The Working Out

by | Oct 29, 2011 | 2 comments

The paradox of the permanence of death.  

That at the moment I heard those three words, I instantly understood the permanence of them more than I had ever understood anything in my life.  And yet at the same time, I have also been coming to understand the permanence of them over the past sixteen months and still am.  
It seems now that with each passing day I understand more that I will not see you again.  No amount of grieving or sorrow will bring you back or even keep you close.  No lesson learned or personal growth will issue your return.  An A plus in grieving does not bring the one reward I wish for.  There is no prize to keep my eyes on now- though I’m not sure I fully got that in the beginning.   After all, it goes against the cause and effect principle so engrained in our culture: Work hard and you’ll achieve.  You can have anything you set your mind to, if you just work hard enough, envision it- heck, make a vision board-that’s the “secret”, and don’t forget prayer- pray, fast, weep on your knees before God Almighty- be “religious.”   All of these pretty much express the same philosophy: you, a human being, can control and shape things.  
And we can.  I can choose from a hundred different toothpastes with which to brush my teeth- do I want whitening, fresh breath stripes, peroxide, or baking soda?   I can choose whether I buy organic or conventional bananas.  If I eat right and exercise, I can maintain my natural body weight.  If I get a certain degree, I can work as a lawyer or doctor or teacher and make a certain amount of money each year.  If I’m lucky I can choose the city where I live and the color I paint my walls- do I want Decorators White, White Chocolate, or White Linen?  
But really, all of our choices- amount to the small stuff.  Maybe we focus on it so much because we know too well, even if hidden in our collective unconsciousness- we know that ultimately we’re here and we didn’t choose to be or make ourselves- and that we will leave one day- and we won’t have much choice over how or when that happens either.  We just live, and wait.  Maybe Ernest Becker is right- that every aspect of our culture is really about the denial of death.  
And just as my grief has no reward, your death was not a punishment or result.   This also goes against the principles of achievement in our society.  You did nothing wrong.  There is no reason we know of for your death.  You did not work less.  You were not cruel.  You were not lazy or less of a visionary or saint.  And yet, you died.  At thirty three years old.  “Who sinned, this man or his parents?” the disciples asked Christ before he healed the blind man.  It has been natural for thousands of years to want to know the cause of illness or death- to want a reason or person to blame for disaster.  But what are we to do when there is none.  This is a large part of what grief is, I now see, a working out of the idea that something so horrible has happened without real cause or reason.  You will never reason or make sense of the event even though it is the most crucial in your life.  Even though you scolded me so harshly for leaving my keys in the door, I cannot scold you in this same way for dying.  
Because the giving and taking away of life is ultimately not in our power.   Frozen embryos in petri dishes and ventilators that pump air into lungs of brain dead people are far cries from power- but they are the best we can do.  
Not unlike the paradox of the permanence of your death, in my life I know these things about life and death with certainty, and I also come to know them as I live.  
Faith, perhaps, is similar.  We know it instinctively at some point, but we must spend our lives working it out, coming to know it.  
And art…art is like this too.  Any artist can tell you, somewhere inside they hold and know the whole novel or song or poem from beginning to end before they begin it.
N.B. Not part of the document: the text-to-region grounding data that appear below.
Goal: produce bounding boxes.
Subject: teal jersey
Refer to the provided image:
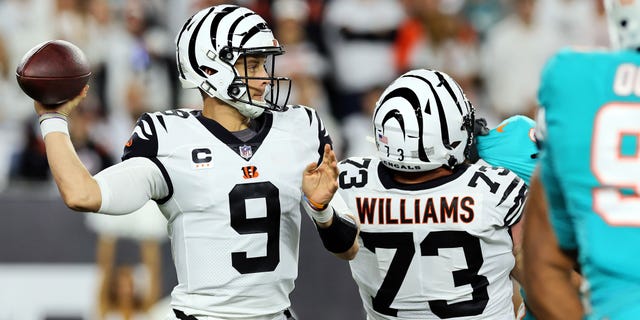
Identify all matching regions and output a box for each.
[477,115,538,185]
[538,48,640,319]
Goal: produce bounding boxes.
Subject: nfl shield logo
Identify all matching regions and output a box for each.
[239,145,253,159]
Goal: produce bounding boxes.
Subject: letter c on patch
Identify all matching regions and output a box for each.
[192,148,212,163]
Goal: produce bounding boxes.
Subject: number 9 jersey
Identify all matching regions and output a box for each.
[336,157,527,319]
[537,48,640,319]
[121,107,331,318]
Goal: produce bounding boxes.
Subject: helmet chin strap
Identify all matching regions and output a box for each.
[225,93,265,119]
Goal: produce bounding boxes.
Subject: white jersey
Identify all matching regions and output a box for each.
[122,107,330,318]
[337,157,527,320]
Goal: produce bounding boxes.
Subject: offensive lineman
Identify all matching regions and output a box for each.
[335,69,527,319]
[31,5,358,320]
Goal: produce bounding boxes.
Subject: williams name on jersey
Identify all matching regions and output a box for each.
[337,157,527,320]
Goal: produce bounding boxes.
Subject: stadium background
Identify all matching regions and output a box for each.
[0,0,609,319]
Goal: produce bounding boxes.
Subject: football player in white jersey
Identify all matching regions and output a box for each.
[334,69,527,319]
[30,5,358,320]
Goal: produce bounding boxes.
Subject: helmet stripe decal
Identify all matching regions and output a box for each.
[227,12,257,48]
[210,6,240,50]
[404,74,453,150]
[188,7,216,77]
[240,25,262,48]
[176,16,193,80]
[434,71,464,115]
[381,110,405,137]
[377,87,430,162]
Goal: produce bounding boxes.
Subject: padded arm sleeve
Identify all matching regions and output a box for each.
[94,157,169,215]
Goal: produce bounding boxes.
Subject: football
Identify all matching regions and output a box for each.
[16,40,91,107]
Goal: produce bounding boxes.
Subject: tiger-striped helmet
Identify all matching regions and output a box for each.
[176,5,291,118]
[373,69,475,172]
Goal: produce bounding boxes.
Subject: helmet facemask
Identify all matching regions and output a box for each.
[226,46,292,112]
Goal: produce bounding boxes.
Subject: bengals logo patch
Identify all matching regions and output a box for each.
[242,166,259,179]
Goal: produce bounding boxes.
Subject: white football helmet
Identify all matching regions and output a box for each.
[604,0,640,50]
[176,5,291,118]
[373,69,475,172]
Before we write a word or note, it is actually finished.  This is what provides the urgency and motivation to complete it.  Then, the incarnation.  
And maybe our world is like this too.   Maybe creation was just the picking up of the pen.  Then, the incarnation.  Christ’s, “It is finished,” the ending- still in the mind of the artist.  
Now- the working out.  
The coming.
The completion.
All of this philosophy just to say, 
I miss you desperately.  


October 29, 2011


  1. megan

    a very heavy hearted *

  2. Erika

    When I learned of Dan's death, the permanence of it was what shook me the most as well. I kept thinking, "There's gotta be something we can do – devise a way to bring him back."
    Sometimes I think of how sad he'd be to see how much we all grieve for him. He was never the type to want to see anyone sad.